Shaheen Kabir

Presented by Titia de Lange

B.S., Haverford College

Investigating Mechanisms of Telomere End-protection

Despite being young, Shaheen Kabir’s life has already involved five continents. Born to Pakistani parents, Shaheen grew up in beautiful Tanzania. She went to Australia to study biology, theater, and dance in Melbourne, and then came to the U.S. to go to Haverford College, where she graduated with a major in biology and a minor in theater arts.

Before Shaheen joined our graduate program, she worked as a technician with Jay Chaudhuri, who had then just joined the faculty of Memorial Sloan Kettering Cancer Center. After helping him set up the lab and getting the first results published, she joined The David Rockefeller Graduate Program in 2008.
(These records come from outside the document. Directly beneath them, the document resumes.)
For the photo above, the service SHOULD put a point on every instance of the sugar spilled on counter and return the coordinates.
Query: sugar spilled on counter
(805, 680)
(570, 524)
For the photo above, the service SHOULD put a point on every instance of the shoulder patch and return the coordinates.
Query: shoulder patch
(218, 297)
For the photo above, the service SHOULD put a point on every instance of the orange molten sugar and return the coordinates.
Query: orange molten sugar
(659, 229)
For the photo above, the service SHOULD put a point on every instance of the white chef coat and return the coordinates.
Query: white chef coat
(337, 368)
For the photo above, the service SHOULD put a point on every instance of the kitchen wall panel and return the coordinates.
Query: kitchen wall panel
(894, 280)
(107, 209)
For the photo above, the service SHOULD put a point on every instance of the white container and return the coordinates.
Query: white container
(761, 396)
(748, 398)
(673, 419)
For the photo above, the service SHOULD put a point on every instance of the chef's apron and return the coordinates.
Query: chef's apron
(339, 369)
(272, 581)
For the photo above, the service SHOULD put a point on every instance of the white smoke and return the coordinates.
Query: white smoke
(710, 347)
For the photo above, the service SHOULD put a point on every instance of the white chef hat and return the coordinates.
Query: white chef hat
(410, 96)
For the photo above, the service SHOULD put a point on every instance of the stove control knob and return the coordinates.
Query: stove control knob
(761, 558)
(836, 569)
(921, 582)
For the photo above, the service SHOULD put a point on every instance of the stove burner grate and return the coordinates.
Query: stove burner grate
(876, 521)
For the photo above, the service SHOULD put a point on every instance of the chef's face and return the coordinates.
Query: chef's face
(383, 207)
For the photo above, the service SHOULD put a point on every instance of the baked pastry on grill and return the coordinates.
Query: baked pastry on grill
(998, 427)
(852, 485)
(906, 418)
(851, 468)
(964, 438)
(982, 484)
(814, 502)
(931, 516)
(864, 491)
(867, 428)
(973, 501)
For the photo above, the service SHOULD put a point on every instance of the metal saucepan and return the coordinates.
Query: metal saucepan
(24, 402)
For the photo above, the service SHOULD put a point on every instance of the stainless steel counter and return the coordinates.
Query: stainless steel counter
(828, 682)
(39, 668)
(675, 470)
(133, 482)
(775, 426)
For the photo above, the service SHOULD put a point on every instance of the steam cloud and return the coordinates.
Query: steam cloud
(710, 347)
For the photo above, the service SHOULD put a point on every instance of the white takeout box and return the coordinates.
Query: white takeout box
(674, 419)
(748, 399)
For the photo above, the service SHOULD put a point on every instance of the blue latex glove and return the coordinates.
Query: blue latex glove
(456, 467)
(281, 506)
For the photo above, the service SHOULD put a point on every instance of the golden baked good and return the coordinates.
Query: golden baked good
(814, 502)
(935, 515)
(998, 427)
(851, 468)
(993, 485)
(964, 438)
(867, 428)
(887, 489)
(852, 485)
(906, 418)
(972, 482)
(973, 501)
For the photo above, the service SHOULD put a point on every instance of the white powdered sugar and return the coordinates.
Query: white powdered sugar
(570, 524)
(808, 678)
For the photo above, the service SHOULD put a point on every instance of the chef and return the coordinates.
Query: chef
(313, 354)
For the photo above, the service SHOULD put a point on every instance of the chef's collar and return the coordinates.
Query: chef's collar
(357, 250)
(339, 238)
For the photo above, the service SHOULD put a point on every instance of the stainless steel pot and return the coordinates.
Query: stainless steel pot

When Shaheen started in our lab, she joined postdoc Agnel Sfeir and former graduate student Megan van Overbeek in their quest to understand the role of Rap1 in shelterin, the complex that protects our chromosome ends. Agnel and Megan had been working on various approaches, including gene knockouts, to figure out what Rap1 was doing at telomeres. Disappointingly, they had found that Rap1 was not doing anything at telomeres at all. Shaheen, however, within a few months of joining the lab, showed that Rap1 is required to prevent telomeres from exchanging DNA sequences with each other.

Having established the function of mouse Rap1 at telomeres, Shaheen wanted to address two major questions. She wanted to understand why Rap1 was a highly conserved telomeric protein even though its role at telomeres did not seem to be critical for survival since mice without Rap1 are alive and well. She also wanted to know what the function is of human Rap1, because there were several papers that argued that human and mouse Rap1 were quite different.
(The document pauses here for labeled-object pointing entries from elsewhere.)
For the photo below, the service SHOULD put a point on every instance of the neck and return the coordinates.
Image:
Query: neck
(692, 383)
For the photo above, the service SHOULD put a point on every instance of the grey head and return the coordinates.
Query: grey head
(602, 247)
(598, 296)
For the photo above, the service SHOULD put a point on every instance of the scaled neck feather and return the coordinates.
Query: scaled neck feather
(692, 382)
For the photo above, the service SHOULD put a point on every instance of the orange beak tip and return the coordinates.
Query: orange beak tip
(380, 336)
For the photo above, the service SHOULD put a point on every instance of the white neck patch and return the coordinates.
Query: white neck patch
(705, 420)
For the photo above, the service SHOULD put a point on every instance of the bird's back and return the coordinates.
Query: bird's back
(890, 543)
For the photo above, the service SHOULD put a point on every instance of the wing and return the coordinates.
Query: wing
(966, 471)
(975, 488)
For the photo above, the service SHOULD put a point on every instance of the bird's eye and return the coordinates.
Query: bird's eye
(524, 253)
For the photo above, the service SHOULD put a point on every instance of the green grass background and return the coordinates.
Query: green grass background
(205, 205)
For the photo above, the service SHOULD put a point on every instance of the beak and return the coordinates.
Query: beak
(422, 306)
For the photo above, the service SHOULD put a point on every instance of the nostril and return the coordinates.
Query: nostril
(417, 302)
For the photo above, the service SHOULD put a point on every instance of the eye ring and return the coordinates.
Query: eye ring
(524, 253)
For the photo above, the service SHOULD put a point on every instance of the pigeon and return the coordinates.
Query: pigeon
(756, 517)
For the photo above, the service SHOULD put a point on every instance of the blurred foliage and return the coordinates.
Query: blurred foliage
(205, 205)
Shaheen decided to address these questions by knocking out human Rap1 with TALENs. Since the CRISPR explosion, TALEN gene knockouts are now to genome editing what the iPhone 4 is to the Apple Watch. But the TALENs worked, and Shaheen found that human Rap1, like mouse Rap1, is not essential. Furthermore, the work provided her with the fascinating insight that we have a protein hanging onto our telomeres that is mostly conserved because it is moonlighting as a transcriptional regulator.
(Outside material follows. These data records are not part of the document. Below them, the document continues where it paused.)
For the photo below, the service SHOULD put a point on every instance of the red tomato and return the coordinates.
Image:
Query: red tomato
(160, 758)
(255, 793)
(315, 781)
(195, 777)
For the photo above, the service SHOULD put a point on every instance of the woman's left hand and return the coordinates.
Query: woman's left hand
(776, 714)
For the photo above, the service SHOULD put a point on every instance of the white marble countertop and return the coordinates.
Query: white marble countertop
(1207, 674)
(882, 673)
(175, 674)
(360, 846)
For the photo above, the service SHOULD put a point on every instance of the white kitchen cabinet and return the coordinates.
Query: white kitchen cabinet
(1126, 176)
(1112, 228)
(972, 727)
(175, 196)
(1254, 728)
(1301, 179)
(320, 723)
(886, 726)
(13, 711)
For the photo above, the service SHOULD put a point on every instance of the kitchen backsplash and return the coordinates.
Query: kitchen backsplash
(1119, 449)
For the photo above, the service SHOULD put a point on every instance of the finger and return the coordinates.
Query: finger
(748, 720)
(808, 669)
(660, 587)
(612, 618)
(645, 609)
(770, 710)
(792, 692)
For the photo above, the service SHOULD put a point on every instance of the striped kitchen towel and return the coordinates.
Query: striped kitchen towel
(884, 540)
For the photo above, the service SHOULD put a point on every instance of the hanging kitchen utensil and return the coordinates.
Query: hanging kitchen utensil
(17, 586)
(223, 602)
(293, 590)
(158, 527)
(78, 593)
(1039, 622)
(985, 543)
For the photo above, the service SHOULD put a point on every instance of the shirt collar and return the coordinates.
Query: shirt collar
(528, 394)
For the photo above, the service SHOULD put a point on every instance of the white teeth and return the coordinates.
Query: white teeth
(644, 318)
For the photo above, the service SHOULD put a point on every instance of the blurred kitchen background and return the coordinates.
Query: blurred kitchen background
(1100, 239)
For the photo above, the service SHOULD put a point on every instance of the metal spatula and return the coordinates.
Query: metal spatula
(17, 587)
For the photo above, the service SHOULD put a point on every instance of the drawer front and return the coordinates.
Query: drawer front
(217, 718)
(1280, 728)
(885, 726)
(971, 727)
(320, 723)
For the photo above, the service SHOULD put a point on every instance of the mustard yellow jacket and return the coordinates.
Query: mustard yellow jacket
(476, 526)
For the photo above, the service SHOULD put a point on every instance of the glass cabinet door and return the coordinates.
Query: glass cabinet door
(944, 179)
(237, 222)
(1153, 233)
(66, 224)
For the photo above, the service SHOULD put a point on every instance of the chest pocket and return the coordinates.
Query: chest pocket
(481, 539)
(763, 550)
Shaheen has now joined the lab of Jennifer Doudna at the University of California, Berkeley. This choice possibly reflects her enthusiasm for the ease of genome editing with CRISPR compared to TALENs. But I suspect that her move to the Bay Area may also have to do with the location of her husband, Alex Bolze, whom she met when he was a student here at Rockefeller. Since Alex is French, their wedding in Paris brought the fifth continent into Shaheen’s life.